1

I have 100K customers from a population with a KPI name "spent" which is lognormal distributed.

The customers were split into 2 groups - 1st group - customers with an id ending with 0 - control 2nd group - customers with an id ending with 1-9 - treatment

The treatment group got 20 marketing campaigns during 2022. during 2021 no marketing campaign was made - for both groups.

When comparing the difference between the groups I can see 10% uplift in terms of total spent (after multiplying by 9 to overcome the size difference). The uplift is already exist in the groups even before the campaigns. This uplift is sourced to less then 0.1% of the customers - some of the customers spent a lot.
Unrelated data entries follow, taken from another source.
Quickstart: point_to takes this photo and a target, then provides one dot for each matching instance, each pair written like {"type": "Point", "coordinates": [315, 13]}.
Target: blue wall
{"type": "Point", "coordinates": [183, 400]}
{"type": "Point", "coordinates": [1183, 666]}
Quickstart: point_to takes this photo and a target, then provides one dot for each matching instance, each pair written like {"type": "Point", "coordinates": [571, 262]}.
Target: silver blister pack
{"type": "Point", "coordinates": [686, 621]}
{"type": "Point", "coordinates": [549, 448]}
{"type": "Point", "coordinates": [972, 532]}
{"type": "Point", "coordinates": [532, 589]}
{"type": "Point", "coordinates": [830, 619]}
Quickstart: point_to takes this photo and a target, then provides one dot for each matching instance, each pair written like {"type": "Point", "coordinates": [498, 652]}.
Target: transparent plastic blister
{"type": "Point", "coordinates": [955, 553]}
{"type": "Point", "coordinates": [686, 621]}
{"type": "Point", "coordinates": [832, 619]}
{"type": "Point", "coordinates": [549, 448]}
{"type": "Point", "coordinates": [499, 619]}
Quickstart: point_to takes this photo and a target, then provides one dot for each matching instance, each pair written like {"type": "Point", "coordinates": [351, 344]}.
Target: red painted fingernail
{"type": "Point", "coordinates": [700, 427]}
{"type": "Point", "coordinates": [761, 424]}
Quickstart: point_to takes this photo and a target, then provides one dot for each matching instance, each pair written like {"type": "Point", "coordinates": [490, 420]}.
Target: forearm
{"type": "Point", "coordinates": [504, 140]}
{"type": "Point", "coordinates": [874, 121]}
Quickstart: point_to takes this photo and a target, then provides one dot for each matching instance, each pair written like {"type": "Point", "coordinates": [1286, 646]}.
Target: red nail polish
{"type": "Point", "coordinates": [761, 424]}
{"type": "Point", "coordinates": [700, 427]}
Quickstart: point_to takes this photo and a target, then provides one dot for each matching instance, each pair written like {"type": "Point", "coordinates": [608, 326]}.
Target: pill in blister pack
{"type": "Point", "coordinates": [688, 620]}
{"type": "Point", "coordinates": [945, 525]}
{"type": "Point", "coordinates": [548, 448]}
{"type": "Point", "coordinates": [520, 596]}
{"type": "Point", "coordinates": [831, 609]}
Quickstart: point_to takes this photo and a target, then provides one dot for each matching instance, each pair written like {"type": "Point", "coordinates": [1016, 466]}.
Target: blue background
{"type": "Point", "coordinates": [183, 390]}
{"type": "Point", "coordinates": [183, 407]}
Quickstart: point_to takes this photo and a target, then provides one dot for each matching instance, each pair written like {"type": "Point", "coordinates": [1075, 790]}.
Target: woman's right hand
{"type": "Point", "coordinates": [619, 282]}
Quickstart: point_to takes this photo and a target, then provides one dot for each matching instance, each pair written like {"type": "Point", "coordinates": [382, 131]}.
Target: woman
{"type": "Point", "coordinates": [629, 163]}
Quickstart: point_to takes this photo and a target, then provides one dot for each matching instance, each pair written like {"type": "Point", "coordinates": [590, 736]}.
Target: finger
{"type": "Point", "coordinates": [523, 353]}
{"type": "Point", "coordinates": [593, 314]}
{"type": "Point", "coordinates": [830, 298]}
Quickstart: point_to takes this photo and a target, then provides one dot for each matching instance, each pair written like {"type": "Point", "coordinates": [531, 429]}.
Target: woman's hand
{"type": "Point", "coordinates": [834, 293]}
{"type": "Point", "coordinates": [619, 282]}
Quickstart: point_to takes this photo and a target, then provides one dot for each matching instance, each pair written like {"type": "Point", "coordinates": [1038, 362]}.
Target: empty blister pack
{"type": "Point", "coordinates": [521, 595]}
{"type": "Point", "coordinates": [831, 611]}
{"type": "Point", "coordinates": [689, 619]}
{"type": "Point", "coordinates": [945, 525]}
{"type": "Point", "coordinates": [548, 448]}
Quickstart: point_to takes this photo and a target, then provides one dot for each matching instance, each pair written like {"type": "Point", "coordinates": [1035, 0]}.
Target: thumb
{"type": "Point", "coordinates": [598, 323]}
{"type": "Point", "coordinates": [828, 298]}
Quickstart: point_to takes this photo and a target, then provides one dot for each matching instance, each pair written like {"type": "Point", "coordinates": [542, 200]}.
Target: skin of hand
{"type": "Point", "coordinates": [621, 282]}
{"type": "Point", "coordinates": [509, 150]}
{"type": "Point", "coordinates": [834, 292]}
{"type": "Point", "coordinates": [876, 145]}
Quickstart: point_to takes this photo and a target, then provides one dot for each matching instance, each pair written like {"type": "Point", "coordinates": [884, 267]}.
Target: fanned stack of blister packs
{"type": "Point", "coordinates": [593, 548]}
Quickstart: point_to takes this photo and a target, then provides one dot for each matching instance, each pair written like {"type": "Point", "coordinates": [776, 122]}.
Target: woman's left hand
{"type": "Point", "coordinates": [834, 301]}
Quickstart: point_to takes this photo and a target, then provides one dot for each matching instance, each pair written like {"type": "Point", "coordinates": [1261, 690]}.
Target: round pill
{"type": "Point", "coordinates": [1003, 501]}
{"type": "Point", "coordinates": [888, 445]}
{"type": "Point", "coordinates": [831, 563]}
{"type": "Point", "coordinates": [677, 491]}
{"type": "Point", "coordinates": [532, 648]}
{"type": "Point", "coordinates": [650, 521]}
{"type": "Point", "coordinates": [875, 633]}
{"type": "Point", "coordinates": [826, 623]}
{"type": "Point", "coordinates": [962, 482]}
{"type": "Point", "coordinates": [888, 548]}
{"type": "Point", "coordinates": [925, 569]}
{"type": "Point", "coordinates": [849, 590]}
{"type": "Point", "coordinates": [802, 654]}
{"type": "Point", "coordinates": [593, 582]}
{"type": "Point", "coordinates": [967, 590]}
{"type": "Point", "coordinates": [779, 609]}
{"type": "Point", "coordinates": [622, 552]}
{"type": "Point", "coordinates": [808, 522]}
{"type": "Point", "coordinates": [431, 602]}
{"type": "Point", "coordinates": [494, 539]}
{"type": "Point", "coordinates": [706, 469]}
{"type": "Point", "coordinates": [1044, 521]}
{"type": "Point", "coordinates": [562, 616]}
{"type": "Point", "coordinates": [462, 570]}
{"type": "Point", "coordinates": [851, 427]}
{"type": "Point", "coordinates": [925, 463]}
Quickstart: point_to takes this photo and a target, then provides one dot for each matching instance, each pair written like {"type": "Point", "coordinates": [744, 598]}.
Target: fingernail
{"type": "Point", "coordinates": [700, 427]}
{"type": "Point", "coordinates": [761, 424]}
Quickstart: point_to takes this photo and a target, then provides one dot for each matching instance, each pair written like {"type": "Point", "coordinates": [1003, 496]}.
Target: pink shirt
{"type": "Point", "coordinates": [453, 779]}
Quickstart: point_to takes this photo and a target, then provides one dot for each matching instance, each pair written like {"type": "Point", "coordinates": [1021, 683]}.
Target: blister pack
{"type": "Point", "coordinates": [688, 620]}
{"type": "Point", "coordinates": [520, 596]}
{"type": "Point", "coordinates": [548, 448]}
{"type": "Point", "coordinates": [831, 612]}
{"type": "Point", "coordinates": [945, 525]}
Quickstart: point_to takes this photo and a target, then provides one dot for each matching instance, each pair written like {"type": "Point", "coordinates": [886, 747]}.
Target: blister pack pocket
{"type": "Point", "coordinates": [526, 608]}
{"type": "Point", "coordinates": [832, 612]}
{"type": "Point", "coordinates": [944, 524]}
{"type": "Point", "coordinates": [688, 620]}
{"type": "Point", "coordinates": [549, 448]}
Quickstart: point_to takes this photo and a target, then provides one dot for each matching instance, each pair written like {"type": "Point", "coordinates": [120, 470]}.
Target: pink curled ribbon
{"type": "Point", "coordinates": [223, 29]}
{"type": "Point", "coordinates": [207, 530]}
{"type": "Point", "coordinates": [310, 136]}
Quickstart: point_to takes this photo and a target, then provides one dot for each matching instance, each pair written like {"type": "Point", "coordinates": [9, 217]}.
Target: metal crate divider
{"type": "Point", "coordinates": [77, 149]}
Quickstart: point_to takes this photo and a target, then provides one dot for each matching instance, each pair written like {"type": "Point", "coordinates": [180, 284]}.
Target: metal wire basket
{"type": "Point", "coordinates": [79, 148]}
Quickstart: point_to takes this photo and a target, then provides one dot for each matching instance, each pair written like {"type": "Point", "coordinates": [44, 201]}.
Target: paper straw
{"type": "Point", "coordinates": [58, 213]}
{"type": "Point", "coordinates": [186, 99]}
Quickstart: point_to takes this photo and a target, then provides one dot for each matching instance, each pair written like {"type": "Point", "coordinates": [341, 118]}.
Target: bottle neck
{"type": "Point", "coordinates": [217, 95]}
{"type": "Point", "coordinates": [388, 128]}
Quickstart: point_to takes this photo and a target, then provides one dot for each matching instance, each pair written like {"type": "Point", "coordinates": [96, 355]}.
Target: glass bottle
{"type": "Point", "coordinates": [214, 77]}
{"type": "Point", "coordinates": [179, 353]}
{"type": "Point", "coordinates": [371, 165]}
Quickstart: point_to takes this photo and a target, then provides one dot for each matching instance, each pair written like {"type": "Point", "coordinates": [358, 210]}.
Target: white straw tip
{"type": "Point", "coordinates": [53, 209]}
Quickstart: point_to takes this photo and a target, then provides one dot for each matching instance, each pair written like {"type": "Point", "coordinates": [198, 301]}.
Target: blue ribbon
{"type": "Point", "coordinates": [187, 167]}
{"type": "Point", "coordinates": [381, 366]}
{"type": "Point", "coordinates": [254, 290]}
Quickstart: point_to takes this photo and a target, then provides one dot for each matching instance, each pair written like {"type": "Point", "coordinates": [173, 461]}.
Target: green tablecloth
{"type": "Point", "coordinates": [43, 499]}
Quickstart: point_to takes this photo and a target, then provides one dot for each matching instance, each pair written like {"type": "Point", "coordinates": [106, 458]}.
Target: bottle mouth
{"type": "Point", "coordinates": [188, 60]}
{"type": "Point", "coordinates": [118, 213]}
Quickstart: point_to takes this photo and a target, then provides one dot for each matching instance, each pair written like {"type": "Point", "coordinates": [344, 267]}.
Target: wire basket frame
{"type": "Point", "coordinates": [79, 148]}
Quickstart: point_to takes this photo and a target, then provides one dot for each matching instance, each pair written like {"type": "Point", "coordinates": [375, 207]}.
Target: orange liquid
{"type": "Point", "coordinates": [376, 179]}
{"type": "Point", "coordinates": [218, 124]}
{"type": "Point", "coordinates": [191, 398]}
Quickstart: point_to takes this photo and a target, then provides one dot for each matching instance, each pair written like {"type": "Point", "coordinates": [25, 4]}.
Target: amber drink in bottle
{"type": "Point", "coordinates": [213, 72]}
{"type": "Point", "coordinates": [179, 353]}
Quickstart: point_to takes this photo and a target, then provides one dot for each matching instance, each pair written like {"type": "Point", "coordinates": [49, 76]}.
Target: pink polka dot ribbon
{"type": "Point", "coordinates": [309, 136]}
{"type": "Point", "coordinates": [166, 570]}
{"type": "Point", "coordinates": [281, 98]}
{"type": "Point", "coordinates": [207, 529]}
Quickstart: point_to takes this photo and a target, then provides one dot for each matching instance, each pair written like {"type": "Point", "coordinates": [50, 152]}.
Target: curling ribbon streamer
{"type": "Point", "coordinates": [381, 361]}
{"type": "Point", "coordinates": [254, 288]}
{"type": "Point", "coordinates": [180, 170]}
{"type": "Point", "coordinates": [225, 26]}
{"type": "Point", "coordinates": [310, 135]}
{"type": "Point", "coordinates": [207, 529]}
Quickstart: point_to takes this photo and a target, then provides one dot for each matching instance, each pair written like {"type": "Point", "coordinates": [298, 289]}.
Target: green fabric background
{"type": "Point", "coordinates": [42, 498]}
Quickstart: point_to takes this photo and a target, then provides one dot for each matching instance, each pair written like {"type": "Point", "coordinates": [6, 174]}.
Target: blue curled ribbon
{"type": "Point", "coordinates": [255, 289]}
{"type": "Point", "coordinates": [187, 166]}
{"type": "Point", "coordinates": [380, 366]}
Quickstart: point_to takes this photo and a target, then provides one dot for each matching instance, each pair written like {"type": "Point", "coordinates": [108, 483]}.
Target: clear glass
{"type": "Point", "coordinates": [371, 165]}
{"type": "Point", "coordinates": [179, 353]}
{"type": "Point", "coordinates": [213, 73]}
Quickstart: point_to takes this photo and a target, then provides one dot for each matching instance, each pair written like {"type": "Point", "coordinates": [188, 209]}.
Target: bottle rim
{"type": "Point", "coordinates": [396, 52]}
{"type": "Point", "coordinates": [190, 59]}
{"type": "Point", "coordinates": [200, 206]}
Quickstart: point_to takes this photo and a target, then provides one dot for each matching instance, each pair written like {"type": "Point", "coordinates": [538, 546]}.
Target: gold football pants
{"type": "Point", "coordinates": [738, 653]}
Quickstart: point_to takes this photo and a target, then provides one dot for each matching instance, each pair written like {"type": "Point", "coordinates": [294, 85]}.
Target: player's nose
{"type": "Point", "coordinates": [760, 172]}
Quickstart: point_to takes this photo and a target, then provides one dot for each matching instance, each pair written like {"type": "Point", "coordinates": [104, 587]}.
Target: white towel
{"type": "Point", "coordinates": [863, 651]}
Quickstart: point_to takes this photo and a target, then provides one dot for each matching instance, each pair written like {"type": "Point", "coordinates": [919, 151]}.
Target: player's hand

Does it make sense to compare the total spent in order to evaluate the effectiveness of the marketing campaigns? if not, why?

  • 1
    Why would you multiply the observations in one group by 9 just because the other group is nine times as large? What kind of comparison between the two groups did you have in mind? What is the treatment you plan on applying to one group? – Stephan Kolassa Jan 30 '23 at 21:43
  • I measure the total spent each group has made. The treatment group gets some marketing campaigns while the control group doesn't. Since I'm measuring a total spent and not average/median it's necessary to overcome to differences in the groups sizes (I can't change the groups allocation/size) – Moti laluom Jan 31 '23 at 07:53
  • 1
    Please edit the body of your question to add relevant information, rather than in comments. It's not clear whether you have performed the experiment or plan do to so. And you mention "some marketing campaigns" (plural), not "campaign". How many campaigns are there? – dipetkov Jan 31 '23 at 08:28
  • If you only look at total spend, then the distribution is not all that relevant (except insofar as it makes total spend more variable). You are comparing only two data points. If that is what you want to do, then yes, you can scale total spend. Which is actually the precise same thing as calculating and comparing average spend in the two groups, which you would calculate by dividing each group's total spend by the number of individuals in each group. – Stephan Kolassa Jan 31 '23 at 10:04
  • I edited my question, waiting for approval. – Moti laluom Jan 31 '23 at 18:26
  • @StephanKolassa - there is an uplift for the treatment group, even before marketing campaigns. this uplift is due to less than 0.1% of the users in the treatment group. Those kind of customers are rare and they shift every KPI. I was wondering that maybe it's not correct to compare the total spent in such a case (and maybe it's related to the distribution) – Moti laluom Jan 31 '23 at 18:28
  • 1
    But you won't see that this is due to 0.1% of your customers if all you look at is total spend per group. That is why I believe that looking at total spend is too coarse. Your unit of measurement should be your separate customers. – Stephan Kolassa Jan 31 '23 at 19:35
  • I personally think you have to back up and describe your problem in much more detail. (ideally the ab test should be rerun differently). given that there is a difference in your groups spending even before the treatment, perhaps a difference in difference analysis[https://en.wikipedia.org/wiki/Difference_in_differences#:~:text=Difference%20in%20differences%20(DID%20or,'%20versus%20a%20'control%20group'] – seanv507 Jan 31 '23 at 20:15
  • You can calculate a difference between the total revenue as if all customers were treated versus the total revenue as if no customers were treated. This is an apples-to-apples comparison since it keeps group size constant. Here is an example with monthly users, but the same approach could be applied to revenue (just don't log revenue with the het-robust Poisson). You can control for pre-test expenditure as a covariate. – dimitriy Jan 31 '23 at 20:25

1 Answers1

1

A few things here:

The customers were split into 2 groups - 1st group - customers with an id ending with 0 - control 2nd group - customers with an id ending with 1-9 - treatment

This is not proper randomization. Probably fine for a one-experiment, but if you use this scheme in repeated experiments, then you will be testing systematic differences between those with an ID ending in 0, and everyone else. Its best to literally randomize using a pRNG or something. Additionally, by only putting users with an ID ending in 0 in the control, you've hurt yourself with respect to power. The most efficient designs are 50/50 designs. Aside from that...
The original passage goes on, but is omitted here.